This could quite possibly be my favorite time of year. The weather is still cold, but I see HOPE on the horizon of warmer days as I peruse seed catalogs and online seed stores in preparation for my spring and summer garden. There's just something so therapeutic thinking ahead about how tiny seeds will sprout new growth and in just a few short months be making an appearance on your dinner table, nourishing my family. I adore the process of gardening. I'm happiest with my hands in the dirt and sweat on my brow. Spring can never get here fast enough as far as I'm concerned. Winter seems to drag on and on.
I manage to get through the end of winter by dreaming and carefully planning my garden. Today I'm going to share with you the process that I feel everyone needs to go through to get started on the right path for a successful garden. Sure you could just throw some seeds in the dirt and hope for the best, but proper planning goes a long way to encourage success.
How to Plan a Garden
1. Identify plants that your family enjoys eating the most.

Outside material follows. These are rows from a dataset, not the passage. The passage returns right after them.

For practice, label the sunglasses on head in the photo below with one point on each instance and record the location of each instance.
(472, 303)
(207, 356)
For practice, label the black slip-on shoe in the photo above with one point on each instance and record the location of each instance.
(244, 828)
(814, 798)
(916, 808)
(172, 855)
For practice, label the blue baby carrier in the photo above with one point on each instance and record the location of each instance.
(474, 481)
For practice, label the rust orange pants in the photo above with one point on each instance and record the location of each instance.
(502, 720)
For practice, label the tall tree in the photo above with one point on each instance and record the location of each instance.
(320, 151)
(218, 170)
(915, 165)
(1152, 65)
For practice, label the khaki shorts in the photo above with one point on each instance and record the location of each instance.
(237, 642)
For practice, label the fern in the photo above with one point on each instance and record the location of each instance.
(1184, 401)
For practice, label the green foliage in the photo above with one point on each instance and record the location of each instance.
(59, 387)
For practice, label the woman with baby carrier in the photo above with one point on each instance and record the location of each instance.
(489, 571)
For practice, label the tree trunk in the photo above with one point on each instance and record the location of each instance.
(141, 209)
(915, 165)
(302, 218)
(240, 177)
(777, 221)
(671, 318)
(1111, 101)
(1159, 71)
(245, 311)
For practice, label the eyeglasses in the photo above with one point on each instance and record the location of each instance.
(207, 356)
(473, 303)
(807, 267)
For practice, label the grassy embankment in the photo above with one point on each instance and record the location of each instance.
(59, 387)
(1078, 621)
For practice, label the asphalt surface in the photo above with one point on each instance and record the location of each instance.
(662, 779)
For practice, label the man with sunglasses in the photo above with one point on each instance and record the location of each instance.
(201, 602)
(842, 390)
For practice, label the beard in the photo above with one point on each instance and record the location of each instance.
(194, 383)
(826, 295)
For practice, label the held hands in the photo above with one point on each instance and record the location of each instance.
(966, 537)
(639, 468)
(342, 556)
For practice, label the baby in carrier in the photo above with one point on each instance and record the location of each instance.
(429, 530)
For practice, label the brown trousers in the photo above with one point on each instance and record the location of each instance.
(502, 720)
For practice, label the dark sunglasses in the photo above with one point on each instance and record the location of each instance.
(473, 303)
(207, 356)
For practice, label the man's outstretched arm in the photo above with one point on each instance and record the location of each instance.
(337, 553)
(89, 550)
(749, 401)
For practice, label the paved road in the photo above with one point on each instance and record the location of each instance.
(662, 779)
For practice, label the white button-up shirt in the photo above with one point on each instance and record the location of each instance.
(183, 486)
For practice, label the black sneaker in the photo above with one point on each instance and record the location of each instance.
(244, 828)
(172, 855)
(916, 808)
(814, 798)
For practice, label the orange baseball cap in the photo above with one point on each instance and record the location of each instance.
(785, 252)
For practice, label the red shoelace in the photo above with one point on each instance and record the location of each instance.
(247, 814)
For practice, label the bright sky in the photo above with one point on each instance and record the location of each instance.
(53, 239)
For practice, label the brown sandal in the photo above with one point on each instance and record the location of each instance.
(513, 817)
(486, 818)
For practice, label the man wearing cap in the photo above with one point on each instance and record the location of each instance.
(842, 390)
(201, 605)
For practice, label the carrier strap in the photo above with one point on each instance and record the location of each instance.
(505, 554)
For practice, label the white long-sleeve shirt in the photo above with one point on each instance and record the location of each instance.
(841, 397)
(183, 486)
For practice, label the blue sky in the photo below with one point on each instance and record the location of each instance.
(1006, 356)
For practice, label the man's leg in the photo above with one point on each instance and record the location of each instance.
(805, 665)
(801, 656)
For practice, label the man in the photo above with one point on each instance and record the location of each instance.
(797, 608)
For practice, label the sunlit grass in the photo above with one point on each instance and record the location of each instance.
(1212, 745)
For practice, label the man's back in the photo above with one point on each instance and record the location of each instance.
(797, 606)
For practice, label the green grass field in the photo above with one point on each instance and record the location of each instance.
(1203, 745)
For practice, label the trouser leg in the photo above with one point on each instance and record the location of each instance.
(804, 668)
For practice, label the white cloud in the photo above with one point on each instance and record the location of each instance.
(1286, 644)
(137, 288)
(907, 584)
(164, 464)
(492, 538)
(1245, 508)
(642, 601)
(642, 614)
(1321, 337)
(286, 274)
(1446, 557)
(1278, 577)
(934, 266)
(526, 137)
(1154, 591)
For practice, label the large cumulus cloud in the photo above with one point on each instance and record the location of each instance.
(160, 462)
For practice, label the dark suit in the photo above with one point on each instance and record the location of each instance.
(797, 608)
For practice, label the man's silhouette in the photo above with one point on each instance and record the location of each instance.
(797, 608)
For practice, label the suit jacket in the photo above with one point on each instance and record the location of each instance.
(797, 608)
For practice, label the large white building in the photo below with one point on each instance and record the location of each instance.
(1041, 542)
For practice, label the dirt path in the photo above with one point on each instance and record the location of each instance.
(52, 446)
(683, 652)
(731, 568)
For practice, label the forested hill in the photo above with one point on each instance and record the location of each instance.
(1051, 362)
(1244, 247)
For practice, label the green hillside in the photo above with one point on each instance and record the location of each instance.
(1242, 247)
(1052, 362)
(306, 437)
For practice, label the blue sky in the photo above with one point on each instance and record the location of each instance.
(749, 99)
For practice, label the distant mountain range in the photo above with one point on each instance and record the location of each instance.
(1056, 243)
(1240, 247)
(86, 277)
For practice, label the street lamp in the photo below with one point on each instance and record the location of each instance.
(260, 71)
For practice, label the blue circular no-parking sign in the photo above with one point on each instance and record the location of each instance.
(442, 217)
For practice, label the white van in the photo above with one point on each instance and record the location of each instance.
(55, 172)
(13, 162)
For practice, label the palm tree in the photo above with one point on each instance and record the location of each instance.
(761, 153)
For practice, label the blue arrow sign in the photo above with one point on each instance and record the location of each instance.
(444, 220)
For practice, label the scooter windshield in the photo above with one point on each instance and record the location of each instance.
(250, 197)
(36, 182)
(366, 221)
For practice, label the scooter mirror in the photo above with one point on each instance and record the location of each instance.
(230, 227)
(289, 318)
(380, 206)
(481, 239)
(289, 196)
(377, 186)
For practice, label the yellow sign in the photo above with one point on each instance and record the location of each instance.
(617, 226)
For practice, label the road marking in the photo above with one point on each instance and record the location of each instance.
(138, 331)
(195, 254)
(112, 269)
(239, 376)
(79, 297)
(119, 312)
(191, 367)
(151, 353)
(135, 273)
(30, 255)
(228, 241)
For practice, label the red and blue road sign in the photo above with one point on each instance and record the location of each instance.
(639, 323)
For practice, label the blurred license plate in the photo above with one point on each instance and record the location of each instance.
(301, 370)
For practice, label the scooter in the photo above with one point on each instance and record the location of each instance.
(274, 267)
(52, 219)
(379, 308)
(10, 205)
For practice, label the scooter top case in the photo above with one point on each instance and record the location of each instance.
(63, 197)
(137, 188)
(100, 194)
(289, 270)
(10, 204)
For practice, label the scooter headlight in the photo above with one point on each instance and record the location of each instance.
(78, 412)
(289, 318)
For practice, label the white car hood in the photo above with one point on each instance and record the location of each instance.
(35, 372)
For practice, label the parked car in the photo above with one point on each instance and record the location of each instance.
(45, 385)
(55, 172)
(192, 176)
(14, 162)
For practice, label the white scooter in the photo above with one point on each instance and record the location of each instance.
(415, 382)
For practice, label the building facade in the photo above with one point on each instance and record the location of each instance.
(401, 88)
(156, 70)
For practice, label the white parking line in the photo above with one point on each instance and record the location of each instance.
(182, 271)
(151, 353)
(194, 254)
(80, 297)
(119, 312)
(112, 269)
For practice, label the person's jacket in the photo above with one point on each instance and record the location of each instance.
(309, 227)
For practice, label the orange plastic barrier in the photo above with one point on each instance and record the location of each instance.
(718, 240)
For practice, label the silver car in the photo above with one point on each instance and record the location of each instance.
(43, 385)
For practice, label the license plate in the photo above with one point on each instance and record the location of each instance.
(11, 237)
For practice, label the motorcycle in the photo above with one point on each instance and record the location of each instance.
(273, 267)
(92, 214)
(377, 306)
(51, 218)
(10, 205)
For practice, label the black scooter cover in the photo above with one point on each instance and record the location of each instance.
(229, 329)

First and foremost you need to identify what your family likes to eat. Make a list. Maybe you adore fresh garden tomatoes but can't stand cabbage. You get the idea. Write down what you enjoy the most. There's no reason to grow kale or chard if your family hates it. You are just wasting valuable space in your garden that could be used for plants that better serve your family.
I also like to identify what vegetables are most expensive at the stores so that my garden is as cost effective as possible. I used to grow corn because we adore fresh sweet corn, but after being disappointed in my yields, I found it was much more cost effective to get my organic corn from a local farmer at the market instead of growing it on my own. Green beans, peppers, herbs and berries are crops that I love to grow because they produce a lot and they are much more cost effective growing them at home.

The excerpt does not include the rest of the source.